Paardrijden is een zeer ingewikkelde bezigheid, waarbij denken, zien, voelen en doen allemaal meespelen

Enkele uitspraken van bekende "klassieke" trainers

ALBERT VOORN

Albert Voorn is een bekende springruiter en won Goud op het Nederlands Kampioenschap en Zilver op de Olympische spelen met de lastigste paarden uit het circuit. Hij heeft een logische kijk op paardrijden:

''Als de manier van rijden problemen geeft die je weer moet oplossen, dan kun je toch beter zo gaan rijden dat die problemen helemaal niet ontstaan? Men trekt het paard in elkaar. En om de een of andere reden moet hij altijd 50 centimeter korter worden dan hij is. Het paard gaat vervolgens vluchten en de ruiter zegt dan: hij is sterk.

En dan geeft men nog meer been om dat op te lossen. Het paard gaat nog meer voorwaarts en wordt nog sterker. Ik geef geen been als een paard trekt. En ik trek niet, ik hou tegen. Daarom heb ik nooit druk op de teugels, niet meer dan het gewicht van de teugel zelf.''

Albert zelf zou als paard niet veel pikken van een ruiter:

'Ik ging in een hoek liggen als ik een paard was en een ruiter op mijn rug kreeg''.

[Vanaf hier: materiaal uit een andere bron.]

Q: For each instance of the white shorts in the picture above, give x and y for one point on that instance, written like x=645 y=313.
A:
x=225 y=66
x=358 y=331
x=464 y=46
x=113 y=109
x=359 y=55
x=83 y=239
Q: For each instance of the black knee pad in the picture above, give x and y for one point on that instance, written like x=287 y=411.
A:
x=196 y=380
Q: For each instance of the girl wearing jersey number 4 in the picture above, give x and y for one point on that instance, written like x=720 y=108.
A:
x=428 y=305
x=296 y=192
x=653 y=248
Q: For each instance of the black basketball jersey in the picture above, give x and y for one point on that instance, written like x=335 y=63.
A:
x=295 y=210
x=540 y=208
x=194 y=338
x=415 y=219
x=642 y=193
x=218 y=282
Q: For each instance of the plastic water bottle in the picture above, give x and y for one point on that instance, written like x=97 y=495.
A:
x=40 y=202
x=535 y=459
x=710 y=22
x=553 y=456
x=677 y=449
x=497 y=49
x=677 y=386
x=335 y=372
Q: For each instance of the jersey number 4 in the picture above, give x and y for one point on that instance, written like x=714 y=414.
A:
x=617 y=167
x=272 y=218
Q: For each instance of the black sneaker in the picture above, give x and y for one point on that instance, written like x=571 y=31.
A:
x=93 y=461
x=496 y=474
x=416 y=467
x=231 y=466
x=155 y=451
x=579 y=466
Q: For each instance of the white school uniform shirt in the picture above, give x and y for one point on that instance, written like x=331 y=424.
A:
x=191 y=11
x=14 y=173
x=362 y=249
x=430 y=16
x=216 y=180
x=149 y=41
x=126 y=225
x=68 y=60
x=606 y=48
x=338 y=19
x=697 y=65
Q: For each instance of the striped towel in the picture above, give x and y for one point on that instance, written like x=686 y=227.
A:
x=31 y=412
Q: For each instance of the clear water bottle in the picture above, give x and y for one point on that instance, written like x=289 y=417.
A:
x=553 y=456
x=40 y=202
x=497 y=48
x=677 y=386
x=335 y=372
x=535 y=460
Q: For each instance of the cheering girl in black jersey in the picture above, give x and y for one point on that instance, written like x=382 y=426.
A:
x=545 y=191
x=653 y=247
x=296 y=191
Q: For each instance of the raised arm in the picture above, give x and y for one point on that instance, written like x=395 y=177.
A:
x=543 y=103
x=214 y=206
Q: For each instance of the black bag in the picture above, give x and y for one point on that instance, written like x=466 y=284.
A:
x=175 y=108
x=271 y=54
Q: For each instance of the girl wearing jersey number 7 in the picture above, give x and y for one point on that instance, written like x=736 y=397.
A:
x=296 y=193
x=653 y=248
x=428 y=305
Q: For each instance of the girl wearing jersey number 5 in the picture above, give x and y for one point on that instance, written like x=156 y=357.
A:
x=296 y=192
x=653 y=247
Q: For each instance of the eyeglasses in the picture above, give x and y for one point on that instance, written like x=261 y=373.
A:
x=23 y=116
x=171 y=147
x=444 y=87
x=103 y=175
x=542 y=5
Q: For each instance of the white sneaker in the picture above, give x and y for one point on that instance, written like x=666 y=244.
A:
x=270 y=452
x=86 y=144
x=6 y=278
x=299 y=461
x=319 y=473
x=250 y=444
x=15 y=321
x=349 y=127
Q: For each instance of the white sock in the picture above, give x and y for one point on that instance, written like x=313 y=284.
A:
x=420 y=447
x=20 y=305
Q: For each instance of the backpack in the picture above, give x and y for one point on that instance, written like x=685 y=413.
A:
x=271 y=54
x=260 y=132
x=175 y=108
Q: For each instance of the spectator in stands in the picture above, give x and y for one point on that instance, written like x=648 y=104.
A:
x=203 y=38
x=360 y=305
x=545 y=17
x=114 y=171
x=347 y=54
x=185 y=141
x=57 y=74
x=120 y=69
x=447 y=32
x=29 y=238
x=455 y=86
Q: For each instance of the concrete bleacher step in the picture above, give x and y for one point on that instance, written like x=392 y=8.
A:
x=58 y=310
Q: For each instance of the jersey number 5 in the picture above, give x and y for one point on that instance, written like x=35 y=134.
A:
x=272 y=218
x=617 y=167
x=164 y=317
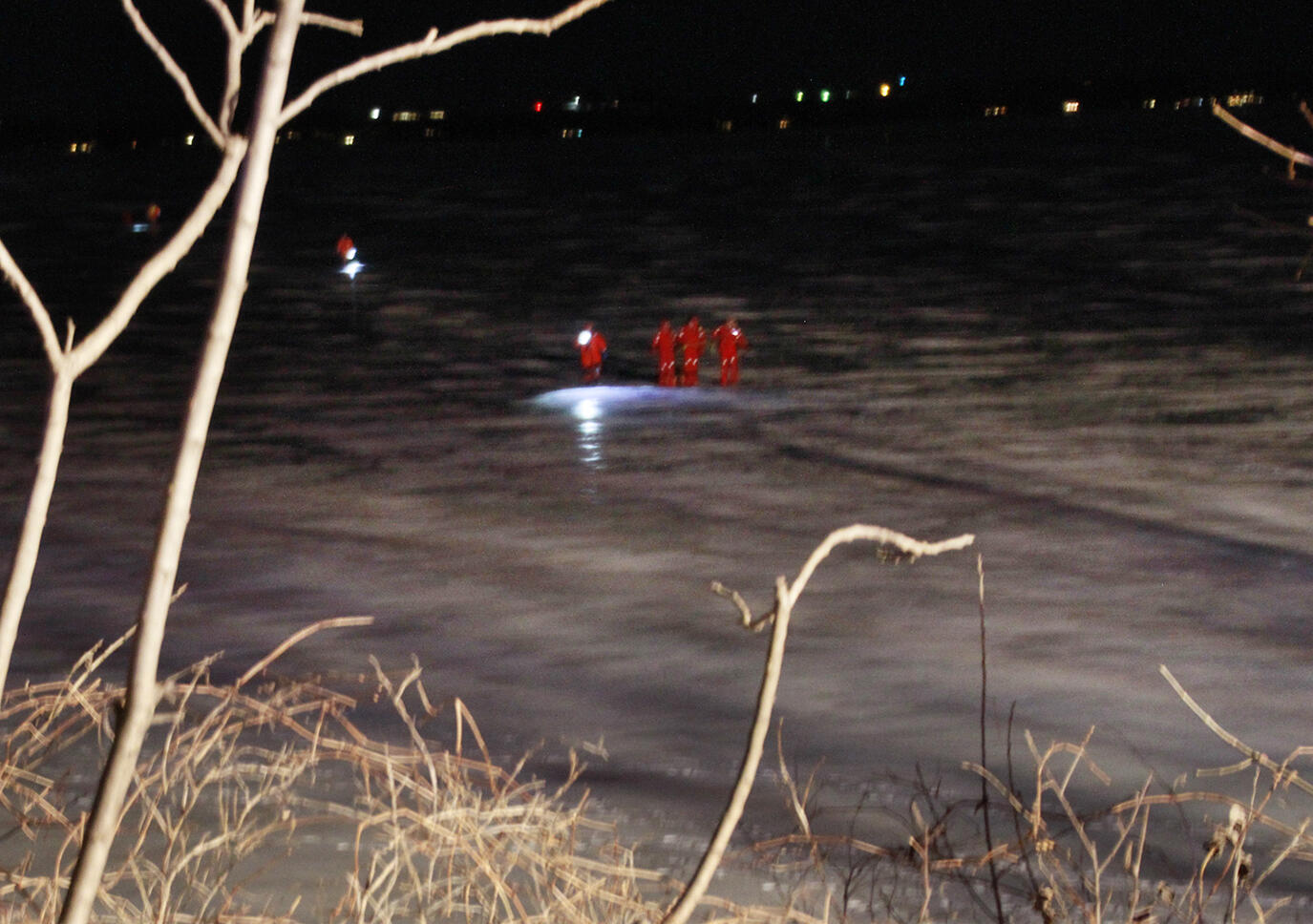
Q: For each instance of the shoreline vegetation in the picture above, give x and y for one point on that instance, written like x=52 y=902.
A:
x=263 y=800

''Wij ruiters zijn succesvol dankzij het acceptatievermogen van het paard dat we rijden. Hoe hoger het paard in het bloed staat, hoe minder het accepteert van de ruiter. Volbloeden werden altijd gezien als lastig. Zo zie ik dat niet. Ze hebben een sterk rechtvaardigheidsgevoel. Ze accepteren minder.''

Een geweldige ruiter, die geen concessies doet aan zijn sponsoren, maar alles bekijkt uit het oogpunt van het paard.  

Dus ook alle verreden ( verpeste) paarden van andere ruiters krijgt, en . . . deze dieren weer aan het lopen krijgt. 


ANONIEM

Kunst eindigt waar geweld begint. Geweld begint waar kennis ophoudt.


BENT BRANDERUP

Bent Branderup stelt: '"Dressuur is er voor het paard. Het paard is er niet voor de dressuur''.

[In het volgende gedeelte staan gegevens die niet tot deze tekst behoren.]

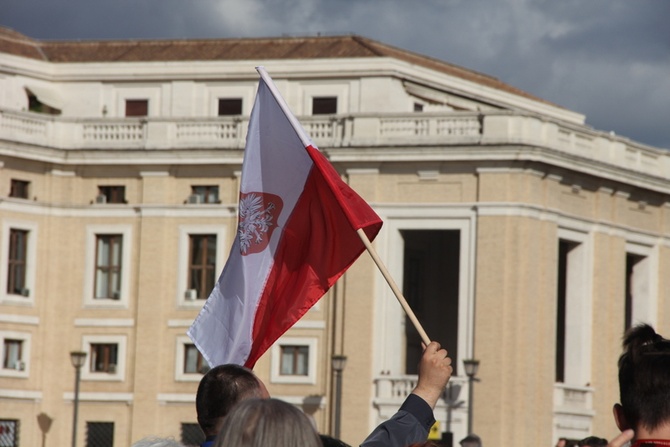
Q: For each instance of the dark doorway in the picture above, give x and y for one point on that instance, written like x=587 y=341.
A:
x=431 y=272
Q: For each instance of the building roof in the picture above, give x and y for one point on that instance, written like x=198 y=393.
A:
x=314 y=47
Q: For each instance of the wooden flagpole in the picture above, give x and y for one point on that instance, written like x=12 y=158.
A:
x=396 y=291
x=364 y=237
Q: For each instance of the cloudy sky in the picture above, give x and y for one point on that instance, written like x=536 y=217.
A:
x=607 y=59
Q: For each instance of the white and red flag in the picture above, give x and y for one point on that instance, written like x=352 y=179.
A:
x=297 y=234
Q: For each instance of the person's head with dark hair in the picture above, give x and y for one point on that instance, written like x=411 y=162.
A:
x=267 y=422
x=592 y=441
x=220 y=390
x=329 y=441
x=644 y=384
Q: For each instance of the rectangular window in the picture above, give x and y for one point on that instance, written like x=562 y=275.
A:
x=431 y=284
x=19 y=189
x=230 y=106
x=324 y=105
x=137 y=107
x=13 y=355
x=191 y=434
x=108 y=257
x=9 y=433
x=202 y=264
x=99 y=434
x=104 y=357
x=16 y=263
x=573 y=309
x=638 y=289
x=194 y=362
x=205 y=194
x=294 y=360
x=111 y=194
x=563 y=248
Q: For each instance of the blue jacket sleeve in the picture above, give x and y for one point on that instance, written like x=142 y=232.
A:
x=409 y=425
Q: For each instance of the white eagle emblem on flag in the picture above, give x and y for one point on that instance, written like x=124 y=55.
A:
x=258 y=219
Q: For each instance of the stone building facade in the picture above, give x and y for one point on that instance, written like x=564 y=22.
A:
x=521 y=237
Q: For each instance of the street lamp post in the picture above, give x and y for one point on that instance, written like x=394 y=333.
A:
x=338 y=364
x=78 y=358
x=471 y=367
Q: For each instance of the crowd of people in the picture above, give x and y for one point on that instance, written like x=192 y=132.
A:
x=234 y=407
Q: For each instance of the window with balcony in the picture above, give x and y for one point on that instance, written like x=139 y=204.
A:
x=108 y=266
x=194 y=362
x=17 y=262
x=202 y=264
x=294 y=360
x=230 y=106
x=111 y=194
x=15 y=352
x=19 y=189
x=104 y=357
x=137 y=107
x=9 y=432
x=99 y=434
x=204 y=194
x=324 y=105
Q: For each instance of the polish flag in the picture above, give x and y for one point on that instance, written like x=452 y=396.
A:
x=296 y=235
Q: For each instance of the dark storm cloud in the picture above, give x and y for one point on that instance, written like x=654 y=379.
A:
x=608 y=59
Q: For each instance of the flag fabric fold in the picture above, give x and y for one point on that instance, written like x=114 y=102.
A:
x=296 y=236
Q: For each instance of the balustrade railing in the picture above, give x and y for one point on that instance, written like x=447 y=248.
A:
x=332 y=131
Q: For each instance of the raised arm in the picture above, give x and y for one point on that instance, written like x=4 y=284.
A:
x=415 y=417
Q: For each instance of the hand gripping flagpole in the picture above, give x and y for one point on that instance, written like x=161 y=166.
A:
x=361 y=233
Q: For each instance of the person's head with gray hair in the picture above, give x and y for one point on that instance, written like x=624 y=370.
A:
x=154 y=441
x=267 y=422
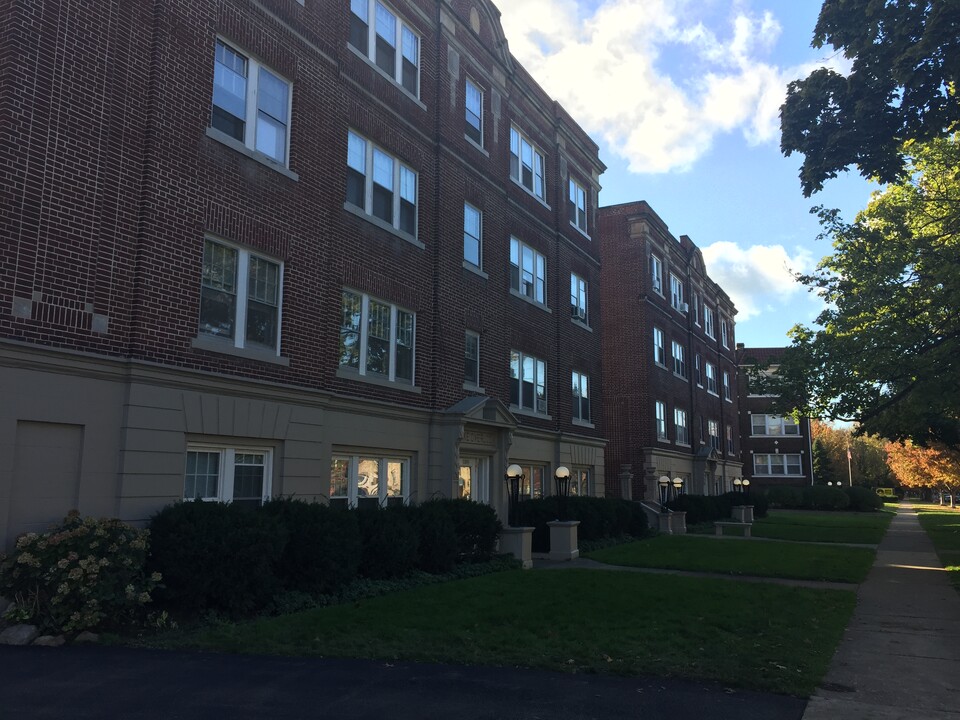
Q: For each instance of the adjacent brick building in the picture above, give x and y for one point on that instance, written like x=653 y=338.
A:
x=344 y=251
x=671 y=406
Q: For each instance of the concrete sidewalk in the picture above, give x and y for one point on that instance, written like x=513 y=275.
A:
x=900 y=656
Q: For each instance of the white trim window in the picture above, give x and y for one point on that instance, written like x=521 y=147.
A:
x=528 y=271
x=240 y=296
x=473 y=112
x=773 y=425
x=379 y=41
x=251 y=103
x=381 y=185
x=581 y=397
x=578 y=206
x=708 y=321
x=227 y=474
x=578 y=298
x=676 y=293
x=679 y=359
x=471 y=359
x=660 y=412
x=528 y=382
x=680 y=425
x=472 y=235
x=527 y=164
x=376 y=338
x=713 y=432
x=369 y=480
x=711 y=373
x=656 y=274
x=776 y=464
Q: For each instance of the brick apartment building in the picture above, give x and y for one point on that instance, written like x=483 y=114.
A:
x=335 y=250
x=777 y=450
x=670 y=371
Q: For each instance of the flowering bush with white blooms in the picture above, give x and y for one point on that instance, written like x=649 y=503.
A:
x=83 y=574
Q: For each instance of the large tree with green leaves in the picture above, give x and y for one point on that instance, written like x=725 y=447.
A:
x=887 y=354
x=902 y=86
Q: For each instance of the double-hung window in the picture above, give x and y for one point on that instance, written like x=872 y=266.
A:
x=473 y=121
x=578 y=206
x=658 y=349
x=656 y=274
x=711 y=372
x=581 y=397
x=680 y=423
x=528 y=271
x=471 y=359
x=679 y=361
x=526 y=164
x=227 y=474
x=376 y=338
x=708 y=321
x=369 y=480
x=578 y=297
x=676 y=293
x=380 y=39
x=381 y=185
x=528 y=382
x=472 y=235
x=251 y=103
x=240 y=296
x=661 y=418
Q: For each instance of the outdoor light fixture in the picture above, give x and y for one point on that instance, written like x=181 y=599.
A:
x=513 y=478
x=562 y=476
x=664 y=484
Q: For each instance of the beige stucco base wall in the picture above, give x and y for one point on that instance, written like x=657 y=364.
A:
x=109 y=437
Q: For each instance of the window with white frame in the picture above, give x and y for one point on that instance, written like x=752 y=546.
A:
x=679 y=361
x=578 y=297
x=578 y=205
x=713 y=432
x=528 y=271
x=369 y=480
x=581 y=397
x=676 y=292
x=773 y=425
x=379 y=40
x=526 y=164
x=472 y=235
x=473 y=118
x=528 y=382
x=708 y=321
x=380 y=185
x=471 y=359
x=376 y=338
x=656 y=274
x=680 y=424
x=240 y=296
x=661 y=417
x=251 y=103
x=776 y=464
x=711 y=372
x=236 y=475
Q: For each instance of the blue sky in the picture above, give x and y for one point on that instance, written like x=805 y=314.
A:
x=683 y=98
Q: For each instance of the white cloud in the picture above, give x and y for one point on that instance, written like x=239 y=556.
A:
x=650 y=76
x=758 y=279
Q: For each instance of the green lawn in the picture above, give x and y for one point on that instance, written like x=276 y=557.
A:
x=943 y=528
x=742 y=557
x=760 y=636
x=860 y=528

Hij betreurt het dat de gemiddelde leeftijd van het paard niet ouder is dan 10.

Een paard is op zijn 8-ste pas volwassen en in de bloei van zijn leven op zijn 12-e. Bij de Spaanse rijschool zijn de paarden niet voor niets pas op hun 12e helemaal grondig klaar met de basis en voldoende bespierd, zodat ze alle oefeningen met gemak uit kunnen voeren.

Voorwaarts neerwaarts
Het rijden van een paard begint bij het paard voorwaarts neerwaarts rijden, waarbij het paard de hand zoekt en zijn bovenlijn stretcht. ''Ruiters rijden soms beroerder dan een koffer. Kijk maar naar pakezels, die dragen een last cq koffer op hun rug en hebben daarbij hun bovenlijn lang''.

Lengtebuiging
Daarnaast is de juiste lengtebuiging van oren tot staart van belang, zowel linksom als rechtsom. Door het vragen van stelling komt de binnenheup van het paard naar voren en kan het paard zijn binnenachterbeen onder zijn zwaartepunt gaan plaatsen.

Dragend achterbeen
Belangrijk in de dressuur is dat het paard zijn gewicht door zijn achterhand laat dragen om de voorhand te ontlasten, dus het paard moet leren zijn achterbenen onder zijn zwaartepunt te plaatsen. Door bv. het rijden van schouderbinnenwaarts kan het binnen achterbeen tot dragen worden gebracht en door het rijden van travers het buitenachterbeen. Als een paard deze oefeningen moet leren, wordt dit altijd in stap aangeleerd, zodat het paard kan nadenken waar hij zijn benen plaatst.

Oprichting
Als het achterbeen onder het zwaartepunt gezet wordt, kan het gaan buigen door meer gewicht te gaan dragen, waardoor de voorhand ontlast wordt.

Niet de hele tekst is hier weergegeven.